Kemunduran Kamis Saat Neymar Memukul EMPAT Melawan Jepang

Bintang PSG mencuri pertunjukan di Singapura saat Brasil terakhir bertemu dengan Samurai Blue, menjadi bintang termasyhur Selecao yang keempat kalinya dalam satu pertandingan tunggal.

Chevrolet Brasil Global Tour dilanjutkan minggu ini di Lille untuk menyatukan kembali hubungan bersejarah antara Brasil Jepang.

Kedua belah pihak bertemu di Lille pada hari Jumat, dan menjelang pertandingan telah berbalik ke terakhir kalinya mereka bentrok – saat Neymar memecat Selecao untuk meraih kemenangan Taruhan Bola dan dirinya sendiri ke dalam buku sejarah.

Tidak ada yang mencetak lebih banyak gol di game Brazil-Jepang dari pada bintang PSG, yang membantu dirinya meraih ganda dalam rasa pertama pertemuannya di tahun 2012.

Dia kemudian menemukan jaring lagi saat mereka bertemu di Piala Konfederasi 2013, memberi inspirasi Brasil untuk mengalahkan pemenang 3-0.

Serangan itu membuat dia menyalip Zinho, Flavio Conceiçao dan Ronaldo, yang semuanya telah menemukan jaring dua kali melawan Jepang.

Ney kemudian mengatur jarak antara dia dan sisanya – dan dengan cara yang tegas!

Brasil terakhir bertemu Jepang di Tur Global Brasil pada 2014, pada malam ketika Neymar menghancurkan empat gol dalam kemenangan 4-0 di Singapura.

“Saya sangat bahagia, rasanya sangat besar untuk mewujudkan mimpiku,” katanya malam itu. “Tapi bahkan dalam mimpi terliar saya, saya tidak akan membayangkan mencetak Taruhan Bola Online empat gol dalam satu pertandingan – tapi itu terjadi.”

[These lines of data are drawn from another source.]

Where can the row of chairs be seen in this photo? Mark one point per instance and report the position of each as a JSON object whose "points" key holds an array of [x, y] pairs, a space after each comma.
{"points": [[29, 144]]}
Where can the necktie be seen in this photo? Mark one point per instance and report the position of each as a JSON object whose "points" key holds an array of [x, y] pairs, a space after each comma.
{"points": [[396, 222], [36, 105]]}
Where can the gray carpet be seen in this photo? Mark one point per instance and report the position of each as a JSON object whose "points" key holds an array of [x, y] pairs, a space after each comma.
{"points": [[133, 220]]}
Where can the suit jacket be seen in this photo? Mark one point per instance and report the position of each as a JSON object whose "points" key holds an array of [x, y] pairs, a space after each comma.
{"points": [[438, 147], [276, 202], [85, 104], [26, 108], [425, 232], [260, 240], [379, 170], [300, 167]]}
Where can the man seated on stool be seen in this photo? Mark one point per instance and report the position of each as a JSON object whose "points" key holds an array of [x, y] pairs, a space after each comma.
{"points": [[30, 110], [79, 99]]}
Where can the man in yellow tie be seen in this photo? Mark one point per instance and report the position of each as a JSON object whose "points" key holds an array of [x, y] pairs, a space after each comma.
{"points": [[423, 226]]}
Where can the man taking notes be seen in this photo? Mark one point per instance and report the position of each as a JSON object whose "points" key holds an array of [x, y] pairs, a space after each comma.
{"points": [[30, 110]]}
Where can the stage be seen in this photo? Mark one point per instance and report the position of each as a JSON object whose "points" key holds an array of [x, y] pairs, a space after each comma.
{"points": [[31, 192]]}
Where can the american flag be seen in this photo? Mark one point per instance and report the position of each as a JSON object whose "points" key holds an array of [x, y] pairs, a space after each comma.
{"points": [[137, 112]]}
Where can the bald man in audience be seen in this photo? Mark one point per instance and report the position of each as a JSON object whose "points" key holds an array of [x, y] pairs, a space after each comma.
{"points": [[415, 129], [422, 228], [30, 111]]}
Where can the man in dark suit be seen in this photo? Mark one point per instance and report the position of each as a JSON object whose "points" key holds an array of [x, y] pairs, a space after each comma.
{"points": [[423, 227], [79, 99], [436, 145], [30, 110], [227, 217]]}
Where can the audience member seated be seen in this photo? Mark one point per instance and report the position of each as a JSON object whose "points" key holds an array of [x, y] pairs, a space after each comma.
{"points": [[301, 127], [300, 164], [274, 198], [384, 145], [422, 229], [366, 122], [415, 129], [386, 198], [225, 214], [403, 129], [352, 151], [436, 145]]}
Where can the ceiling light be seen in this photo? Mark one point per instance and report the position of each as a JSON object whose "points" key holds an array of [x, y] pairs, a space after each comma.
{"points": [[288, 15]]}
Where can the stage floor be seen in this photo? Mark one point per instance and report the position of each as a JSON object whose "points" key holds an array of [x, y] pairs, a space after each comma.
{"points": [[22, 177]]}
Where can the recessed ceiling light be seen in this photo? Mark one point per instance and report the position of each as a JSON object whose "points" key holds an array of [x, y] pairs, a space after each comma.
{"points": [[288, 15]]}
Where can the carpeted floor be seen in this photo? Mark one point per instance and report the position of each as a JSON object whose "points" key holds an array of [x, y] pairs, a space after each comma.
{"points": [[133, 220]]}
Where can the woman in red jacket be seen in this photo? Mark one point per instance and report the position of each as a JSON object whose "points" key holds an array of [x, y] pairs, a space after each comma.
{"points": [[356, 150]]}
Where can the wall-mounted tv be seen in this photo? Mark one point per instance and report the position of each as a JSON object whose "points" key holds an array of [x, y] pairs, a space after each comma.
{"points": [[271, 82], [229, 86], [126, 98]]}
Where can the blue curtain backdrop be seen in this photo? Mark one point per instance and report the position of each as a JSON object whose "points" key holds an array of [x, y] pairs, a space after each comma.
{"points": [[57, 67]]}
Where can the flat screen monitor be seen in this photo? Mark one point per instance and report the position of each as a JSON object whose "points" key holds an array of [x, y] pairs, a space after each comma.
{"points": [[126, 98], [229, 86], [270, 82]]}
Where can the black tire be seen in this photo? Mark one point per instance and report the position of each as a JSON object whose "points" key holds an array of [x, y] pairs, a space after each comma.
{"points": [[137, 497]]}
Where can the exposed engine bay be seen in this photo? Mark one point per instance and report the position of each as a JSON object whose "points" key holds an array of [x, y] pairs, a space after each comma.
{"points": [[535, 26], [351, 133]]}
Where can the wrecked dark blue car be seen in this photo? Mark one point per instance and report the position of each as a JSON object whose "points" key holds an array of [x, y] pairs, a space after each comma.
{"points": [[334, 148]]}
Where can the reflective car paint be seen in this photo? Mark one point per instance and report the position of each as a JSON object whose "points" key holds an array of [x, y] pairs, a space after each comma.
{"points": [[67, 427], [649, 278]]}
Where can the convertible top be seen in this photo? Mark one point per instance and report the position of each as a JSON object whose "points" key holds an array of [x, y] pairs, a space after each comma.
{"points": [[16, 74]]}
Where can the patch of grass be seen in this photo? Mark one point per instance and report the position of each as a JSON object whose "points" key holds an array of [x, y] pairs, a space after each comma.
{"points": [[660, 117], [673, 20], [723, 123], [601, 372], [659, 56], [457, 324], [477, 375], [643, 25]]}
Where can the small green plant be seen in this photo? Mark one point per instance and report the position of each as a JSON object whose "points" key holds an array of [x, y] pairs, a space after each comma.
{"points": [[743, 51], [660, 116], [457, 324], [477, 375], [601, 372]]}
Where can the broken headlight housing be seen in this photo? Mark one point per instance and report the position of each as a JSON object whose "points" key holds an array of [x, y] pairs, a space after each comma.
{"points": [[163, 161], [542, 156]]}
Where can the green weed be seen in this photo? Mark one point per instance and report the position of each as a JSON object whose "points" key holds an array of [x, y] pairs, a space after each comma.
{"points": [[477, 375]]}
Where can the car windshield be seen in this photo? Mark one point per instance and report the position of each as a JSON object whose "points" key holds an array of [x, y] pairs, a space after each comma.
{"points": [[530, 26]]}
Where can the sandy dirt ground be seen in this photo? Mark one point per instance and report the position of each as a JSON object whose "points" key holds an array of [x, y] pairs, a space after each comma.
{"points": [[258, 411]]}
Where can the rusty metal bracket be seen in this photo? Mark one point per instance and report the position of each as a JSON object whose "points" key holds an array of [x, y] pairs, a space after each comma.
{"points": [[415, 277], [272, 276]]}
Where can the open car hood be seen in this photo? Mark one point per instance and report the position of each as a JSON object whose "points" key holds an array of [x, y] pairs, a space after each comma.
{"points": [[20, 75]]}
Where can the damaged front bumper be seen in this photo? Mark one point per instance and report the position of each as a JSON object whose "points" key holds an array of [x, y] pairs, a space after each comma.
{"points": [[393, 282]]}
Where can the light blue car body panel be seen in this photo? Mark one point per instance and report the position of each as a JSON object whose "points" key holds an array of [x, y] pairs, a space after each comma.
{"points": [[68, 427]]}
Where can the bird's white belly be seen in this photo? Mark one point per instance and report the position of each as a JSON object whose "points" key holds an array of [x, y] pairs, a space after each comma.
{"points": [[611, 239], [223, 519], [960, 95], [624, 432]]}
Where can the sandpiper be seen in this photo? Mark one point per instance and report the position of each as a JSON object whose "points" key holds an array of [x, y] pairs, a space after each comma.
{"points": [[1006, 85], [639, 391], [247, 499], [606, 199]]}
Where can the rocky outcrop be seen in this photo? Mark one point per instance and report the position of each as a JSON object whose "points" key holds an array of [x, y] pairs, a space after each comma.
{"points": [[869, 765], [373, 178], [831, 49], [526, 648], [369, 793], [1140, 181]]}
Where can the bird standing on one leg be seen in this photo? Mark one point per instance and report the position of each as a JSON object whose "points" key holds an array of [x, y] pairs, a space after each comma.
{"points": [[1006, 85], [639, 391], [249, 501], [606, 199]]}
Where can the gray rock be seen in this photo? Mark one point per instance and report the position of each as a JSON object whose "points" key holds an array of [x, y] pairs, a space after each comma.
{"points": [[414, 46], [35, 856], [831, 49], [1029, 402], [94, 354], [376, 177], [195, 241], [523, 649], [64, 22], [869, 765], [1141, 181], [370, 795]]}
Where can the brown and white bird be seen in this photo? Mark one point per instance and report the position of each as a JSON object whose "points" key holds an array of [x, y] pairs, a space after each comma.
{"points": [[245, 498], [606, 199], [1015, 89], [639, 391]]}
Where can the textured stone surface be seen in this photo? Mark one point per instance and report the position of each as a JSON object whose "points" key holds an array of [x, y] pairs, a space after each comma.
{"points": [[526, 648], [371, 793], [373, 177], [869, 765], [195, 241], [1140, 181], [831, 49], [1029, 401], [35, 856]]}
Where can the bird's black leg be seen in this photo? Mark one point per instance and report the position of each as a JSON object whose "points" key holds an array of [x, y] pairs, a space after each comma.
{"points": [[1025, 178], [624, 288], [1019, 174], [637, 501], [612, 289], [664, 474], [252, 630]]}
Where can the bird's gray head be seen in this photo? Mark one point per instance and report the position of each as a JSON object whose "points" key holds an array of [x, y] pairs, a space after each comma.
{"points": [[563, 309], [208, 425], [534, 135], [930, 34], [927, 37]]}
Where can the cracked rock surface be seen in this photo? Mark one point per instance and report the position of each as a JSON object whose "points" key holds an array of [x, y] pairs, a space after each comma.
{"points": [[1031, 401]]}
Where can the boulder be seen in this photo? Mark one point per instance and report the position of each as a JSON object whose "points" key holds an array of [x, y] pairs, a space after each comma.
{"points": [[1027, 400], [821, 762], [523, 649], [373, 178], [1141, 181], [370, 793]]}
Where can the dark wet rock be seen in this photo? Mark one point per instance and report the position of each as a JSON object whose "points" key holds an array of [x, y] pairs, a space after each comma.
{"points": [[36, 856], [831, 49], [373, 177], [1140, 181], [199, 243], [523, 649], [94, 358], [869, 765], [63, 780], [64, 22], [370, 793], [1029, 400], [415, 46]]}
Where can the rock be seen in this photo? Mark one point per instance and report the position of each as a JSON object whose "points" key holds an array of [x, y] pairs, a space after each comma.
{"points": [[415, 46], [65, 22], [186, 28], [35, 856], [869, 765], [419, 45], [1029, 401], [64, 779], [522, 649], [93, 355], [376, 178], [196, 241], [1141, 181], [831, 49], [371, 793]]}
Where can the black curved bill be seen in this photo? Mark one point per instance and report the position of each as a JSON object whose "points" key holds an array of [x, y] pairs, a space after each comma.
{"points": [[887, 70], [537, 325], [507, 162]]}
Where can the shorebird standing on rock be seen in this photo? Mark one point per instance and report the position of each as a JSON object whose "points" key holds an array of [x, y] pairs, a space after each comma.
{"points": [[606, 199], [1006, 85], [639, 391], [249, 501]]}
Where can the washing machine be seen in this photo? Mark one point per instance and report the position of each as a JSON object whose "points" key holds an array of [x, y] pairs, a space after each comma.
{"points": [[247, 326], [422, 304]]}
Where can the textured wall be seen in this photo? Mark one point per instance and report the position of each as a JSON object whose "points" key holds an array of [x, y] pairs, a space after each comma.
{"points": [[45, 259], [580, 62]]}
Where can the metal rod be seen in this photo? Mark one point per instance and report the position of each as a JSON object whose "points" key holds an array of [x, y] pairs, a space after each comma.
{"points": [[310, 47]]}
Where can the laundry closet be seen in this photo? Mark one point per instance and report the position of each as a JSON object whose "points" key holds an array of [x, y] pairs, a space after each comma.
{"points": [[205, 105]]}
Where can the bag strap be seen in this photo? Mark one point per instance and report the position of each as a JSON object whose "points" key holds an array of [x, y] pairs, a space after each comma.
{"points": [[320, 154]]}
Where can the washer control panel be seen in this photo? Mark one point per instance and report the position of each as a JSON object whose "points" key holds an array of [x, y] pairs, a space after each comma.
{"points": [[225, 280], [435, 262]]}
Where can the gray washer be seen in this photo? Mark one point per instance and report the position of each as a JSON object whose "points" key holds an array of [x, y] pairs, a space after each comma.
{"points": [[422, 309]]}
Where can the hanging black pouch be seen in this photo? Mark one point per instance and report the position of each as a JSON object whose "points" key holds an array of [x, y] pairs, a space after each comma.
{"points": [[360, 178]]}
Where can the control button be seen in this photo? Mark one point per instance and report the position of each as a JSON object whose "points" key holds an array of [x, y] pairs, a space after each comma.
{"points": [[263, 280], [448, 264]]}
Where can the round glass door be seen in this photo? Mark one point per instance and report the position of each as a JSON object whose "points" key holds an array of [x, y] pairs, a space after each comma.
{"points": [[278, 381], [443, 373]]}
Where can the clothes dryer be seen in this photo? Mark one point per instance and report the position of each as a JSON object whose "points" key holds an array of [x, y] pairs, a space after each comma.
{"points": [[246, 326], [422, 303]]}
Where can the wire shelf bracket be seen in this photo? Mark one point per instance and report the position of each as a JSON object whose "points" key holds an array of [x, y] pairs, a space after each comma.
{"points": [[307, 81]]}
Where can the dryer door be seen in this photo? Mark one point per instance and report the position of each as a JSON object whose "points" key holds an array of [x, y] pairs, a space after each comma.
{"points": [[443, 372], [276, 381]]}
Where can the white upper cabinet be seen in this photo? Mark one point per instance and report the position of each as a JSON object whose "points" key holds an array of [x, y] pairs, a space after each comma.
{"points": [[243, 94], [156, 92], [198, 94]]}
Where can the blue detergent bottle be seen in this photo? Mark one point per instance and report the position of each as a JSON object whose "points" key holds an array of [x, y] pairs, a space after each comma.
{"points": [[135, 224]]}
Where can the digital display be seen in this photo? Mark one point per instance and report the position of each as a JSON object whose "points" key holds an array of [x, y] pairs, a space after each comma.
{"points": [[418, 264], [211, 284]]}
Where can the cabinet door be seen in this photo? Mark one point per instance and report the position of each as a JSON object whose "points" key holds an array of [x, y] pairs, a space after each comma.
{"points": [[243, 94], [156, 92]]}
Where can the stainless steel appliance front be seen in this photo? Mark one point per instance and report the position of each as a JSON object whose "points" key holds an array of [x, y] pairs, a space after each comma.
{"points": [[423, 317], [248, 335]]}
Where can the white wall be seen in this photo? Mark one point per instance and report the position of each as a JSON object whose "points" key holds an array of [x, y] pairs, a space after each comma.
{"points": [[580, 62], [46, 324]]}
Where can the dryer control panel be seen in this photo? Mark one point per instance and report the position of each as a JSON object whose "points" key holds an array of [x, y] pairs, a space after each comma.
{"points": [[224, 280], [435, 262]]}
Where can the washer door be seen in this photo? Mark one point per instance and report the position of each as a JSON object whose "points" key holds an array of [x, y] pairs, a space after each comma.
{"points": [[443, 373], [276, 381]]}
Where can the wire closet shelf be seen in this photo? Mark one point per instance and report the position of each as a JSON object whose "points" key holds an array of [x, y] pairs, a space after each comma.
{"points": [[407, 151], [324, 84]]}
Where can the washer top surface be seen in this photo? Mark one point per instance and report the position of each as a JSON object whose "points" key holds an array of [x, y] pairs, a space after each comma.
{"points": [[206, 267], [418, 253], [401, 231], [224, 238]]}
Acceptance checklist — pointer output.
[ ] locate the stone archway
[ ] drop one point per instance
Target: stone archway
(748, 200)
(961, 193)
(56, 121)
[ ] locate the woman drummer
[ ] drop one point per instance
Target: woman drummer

Itu Dan itu melihat dia bergabung dengan orang-orang seperti Ademir de Menezes, Evaristo de Macedo, Zizinho, Julinho Botelho, Careca, Romario dan Zico dalam daftar pahlawan Brasil empat gol yang terkenal.

Bahkan Pele tidak pernah berhasil lebih dari sekadar hat-trick untuk Selecao. Dan Neymar, yang baru berusia 22 tahun saat itu, adalah pemain Brasil termuda yang pernah mengelola tengara tersebut.

Dari tujuh orang lain yang telah terjaring empat kali dalam satu pertandingan untuk Brasil, Ademir de Menezes adalah satu-satunya pemain yang melakukannya dalam pertandingan final Piala Dunia. Pada tahun 1950, ia memimpin Brasil untuk meronta-ronta 7-1 atas Swedia dengan tangkapannya.